- Born: Hajiya Maimuna Usman Adaji c. 1957 Nigeria
- Died: 2019 (aged 61–62) Abuja, Nigeria (2019)
- Other name: Usman
- Occupation: Politician
- Political party: All Nigeria Peoples Party

= Maimunat Adaji =

Nigerian politician (c. 1957 – 2019)

Hajiya Maimuna Usman Adaji or Maimunat Adaji (c. 1957 – 2019) was a Nigerian politician. She was first elected to the House of Representatives in 2003. She was elected again in 2011 for the All Nigeria Peoples Party.

== Life ==
She was an educationalist who owned a school and was a politician in the Fourth Nigerian Republic.
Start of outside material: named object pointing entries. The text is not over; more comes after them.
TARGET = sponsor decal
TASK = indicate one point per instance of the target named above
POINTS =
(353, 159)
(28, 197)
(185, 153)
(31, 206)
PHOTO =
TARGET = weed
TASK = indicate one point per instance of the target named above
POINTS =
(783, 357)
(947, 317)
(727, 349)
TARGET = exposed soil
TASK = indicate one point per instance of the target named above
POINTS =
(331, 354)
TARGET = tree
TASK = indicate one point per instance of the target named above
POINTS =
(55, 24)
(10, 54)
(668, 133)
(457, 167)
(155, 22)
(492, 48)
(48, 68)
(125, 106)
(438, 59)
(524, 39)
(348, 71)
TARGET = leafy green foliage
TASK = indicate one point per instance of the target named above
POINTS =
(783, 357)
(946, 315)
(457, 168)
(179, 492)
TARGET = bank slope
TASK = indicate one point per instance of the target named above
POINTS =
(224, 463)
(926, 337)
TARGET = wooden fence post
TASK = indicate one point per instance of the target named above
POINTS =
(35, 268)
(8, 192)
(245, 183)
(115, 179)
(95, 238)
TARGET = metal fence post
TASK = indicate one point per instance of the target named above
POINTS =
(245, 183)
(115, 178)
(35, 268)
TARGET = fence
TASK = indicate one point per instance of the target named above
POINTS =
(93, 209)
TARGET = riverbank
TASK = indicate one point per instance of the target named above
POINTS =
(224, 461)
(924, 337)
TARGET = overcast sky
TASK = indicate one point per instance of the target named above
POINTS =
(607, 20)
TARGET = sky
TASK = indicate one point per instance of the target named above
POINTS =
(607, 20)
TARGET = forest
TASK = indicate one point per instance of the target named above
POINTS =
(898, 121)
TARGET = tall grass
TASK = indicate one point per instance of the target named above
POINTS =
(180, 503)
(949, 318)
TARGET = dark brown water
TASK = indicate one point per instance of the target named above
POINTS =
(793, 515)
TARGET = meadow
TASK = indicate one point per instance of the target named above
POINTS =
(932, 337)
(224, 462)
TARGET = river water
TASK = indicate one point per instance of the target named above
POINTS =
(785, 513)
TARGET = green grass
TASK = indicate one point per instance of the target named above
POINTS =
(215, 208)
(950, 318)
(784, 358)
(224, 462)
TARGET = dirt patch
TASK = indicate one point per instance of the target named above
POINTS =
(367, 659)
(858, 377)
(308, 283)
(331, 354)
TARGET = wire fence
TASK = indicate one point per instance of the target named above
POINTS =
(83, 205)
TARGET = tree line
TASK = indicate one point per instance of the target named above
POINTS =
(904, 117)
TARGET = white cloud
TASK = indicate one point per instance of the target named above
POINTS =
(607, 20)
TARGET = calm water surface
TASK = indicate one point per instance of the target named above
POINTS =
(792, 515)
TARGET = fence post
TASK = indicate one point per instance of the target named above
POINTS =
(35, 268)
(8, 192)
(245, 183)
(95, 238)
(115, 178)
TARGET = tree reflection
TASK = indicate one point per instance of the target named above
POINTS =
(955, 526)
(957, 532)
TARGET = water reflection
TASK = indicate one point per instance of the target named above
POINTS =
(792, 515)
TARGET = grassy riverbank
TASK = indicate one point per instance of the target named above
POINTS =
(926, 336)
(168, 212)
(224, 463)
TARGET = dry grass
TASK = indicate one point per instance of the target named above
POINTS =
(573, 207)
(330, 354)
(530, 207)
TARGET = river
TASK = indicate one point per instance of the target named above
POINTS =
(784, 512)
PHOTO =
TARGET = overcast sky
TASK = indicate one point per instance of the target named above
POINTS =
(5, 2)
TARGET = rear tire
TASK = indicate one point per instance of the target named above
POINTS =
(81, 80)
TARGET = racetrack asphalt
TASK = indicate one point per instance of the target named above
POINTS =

Adaji lived in Kaduna for the better part of her lifetime who represented Baruten/Kaiama federal constituency between 2003 and 2011. She was first elected to the House of Representatives in 2003. She was a member of the All Nigeria Peoples Party (ANPP) who won her election in a People's Democratic Party (PDP) party dominated area. Adaji served as deputy chairperson of the Internal Affairs committee led by West Idahosa.

In 2011 she was elected to the House of Representatives. Other women elected that year included Suleiman Oba Nimota, Folake Olunloyo, Martha Bodunrin, Betty Okogua-Apiafi, Rose Oko and Nkoyo Toyo.

== Death ==
Adaji died in 2019 at the age of 62.